NRL News

Total victory against Md. County’s ‘forced speech’ law for pregnancy centers

by | May 7, 2014


County opts not to appeal after federal judge finds ‘lack of any evidence’ for government’s claims

Editor’s note. This update comes from Alliance Defending Freedom.

CentroTepeyacGREENBELT, Md. — A Maryland county has decided not to appeal a March federal court ruling that struck down the entirety of a law that forced pro-life pregnancy care centers to advise women against using their services. The county’s decision to let a federal court order against the law stand without further challenge means the lawsuit is the first among many similar cases around the nation to reach completion.

The outcome of the case in favor of Centro Tepeyac, a Montgomery County pregnancy care center represented by Alliance Defending Freedom attorneys and allied attorneys, is a positive sign for lawsuits challenging similar ordinances. Other cases are currently taking place in Baltimore, New York City, San Francisco, and Austin, Texas.

“Pro-life pregnancy centers offer real help that many women want. The government cannot stifle these centers just because abortionists fear their hopeful message,” said lead counsel Mark Rienzi, one of more than 2,300 allied attorneys with ADF and a law professor at Catholic University of America’s Columbus School of Law. “Four years of litigation made it clear that the government had no basis for interfering with Centro Tepeyac’s loving efforts to help women.”

“The court in this case rightly found no justification for the government to force pro-life centers to speak a message designed to drive women away,” said ADF Senior Legal Counsel Matt Bowman, co-counsel in the case. “No government, in a quest to achieve a political goal, should ever resort to coercing or shutting down someone else’s speech in violation of the First Amendment.”

The Montgomery County law forced “limited-service pregnancy centers” and individuals who have a “primary purpose” of offering information about pregnancy to post signage noting that a medical professional is not on staff and that the county health department advises them to speak with a licensed medical professional.

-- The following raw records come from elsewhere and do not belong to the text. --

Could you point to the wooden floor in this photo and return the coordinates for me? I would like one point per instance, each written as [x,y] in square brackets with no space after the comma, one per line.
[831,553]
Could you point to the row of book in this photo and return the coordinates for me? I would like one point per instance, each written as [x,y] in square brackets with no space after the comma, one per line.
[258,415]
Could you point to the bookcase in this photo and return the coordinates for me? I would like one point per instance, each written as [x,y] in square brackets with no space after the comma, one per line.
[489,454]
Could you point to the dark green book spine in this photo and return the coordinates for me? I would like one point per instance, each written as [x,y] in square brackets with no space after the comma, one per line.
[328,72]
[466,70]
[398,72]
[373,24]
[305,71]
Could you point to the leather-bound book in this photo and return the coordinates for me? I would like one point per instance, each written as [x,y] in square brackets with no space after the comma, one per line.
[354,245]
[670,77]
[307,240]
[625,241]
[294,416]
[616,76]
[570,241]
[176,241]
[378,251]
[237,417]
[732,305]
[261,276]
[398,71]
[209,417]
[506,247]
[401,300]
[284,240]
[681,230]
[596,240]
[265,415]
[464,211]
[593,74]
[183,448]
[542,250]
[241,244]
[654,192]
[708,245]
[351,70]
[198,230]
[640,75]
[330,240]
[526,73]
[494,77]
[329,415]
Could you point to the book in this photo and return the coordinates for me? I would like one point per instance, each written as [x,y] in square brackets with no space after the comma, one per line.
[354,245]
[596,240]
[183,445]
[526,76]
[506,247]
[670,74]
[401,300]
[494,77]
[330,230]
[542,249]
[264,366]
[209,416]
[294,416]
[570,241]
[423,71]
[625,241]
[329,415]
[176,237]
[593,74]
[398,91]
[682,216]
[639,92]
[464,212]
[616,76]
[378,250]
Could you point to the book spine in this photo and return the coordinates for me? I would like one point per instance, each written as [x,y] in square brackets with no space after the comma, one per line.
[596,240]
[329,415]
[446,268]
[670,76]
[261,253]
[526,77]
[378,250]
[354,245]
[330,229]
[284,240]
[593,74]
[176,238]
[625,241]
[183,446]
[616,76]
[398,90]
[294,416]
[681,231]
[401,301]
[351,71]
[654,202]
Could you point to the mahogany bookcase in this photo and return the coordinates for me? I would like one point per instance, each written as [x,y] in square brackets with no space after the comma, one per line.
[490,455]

The county intentionally crafted the law so that it doesn’t apply to pro-abortion centers, such as Planned Parenthood, even if counseling is offered there by non-medical persons.

The opinion that Judge Deborah K. Chasanow of the U.S. District Court for the District of Maryland issued in Centro Tepeyac v. Montgomery County explained that “the critical flaw for the County is the lack of any evidence that the practices of [the pregnancy care centers] are causing pregnant women to be misinformed which is negatively affecting their health.” She added that “when core First Amendment interests are implicated, mere intuition [of a problem] is not sufficient. Yet that is all the County has brought forth: intuition and suppositions.”

The opinion further explained that the only people who alleged a “misinformation problem” on the part of pregnancy care centers “were universally volunteers from a pro-choice organization sent to investigate [their] practices.” Despite those allegations, “there is no evidence that those women failed to get the medical services and counseling they desired or that the time spent at the [centers] was to the detriment of their health,” the court concluded.

ADF-allied attorneys Bob Michael, John Garza, and Professor Bob Destro of Catholic University of America’s Columbus School of Law also served as co-counsel in the suit.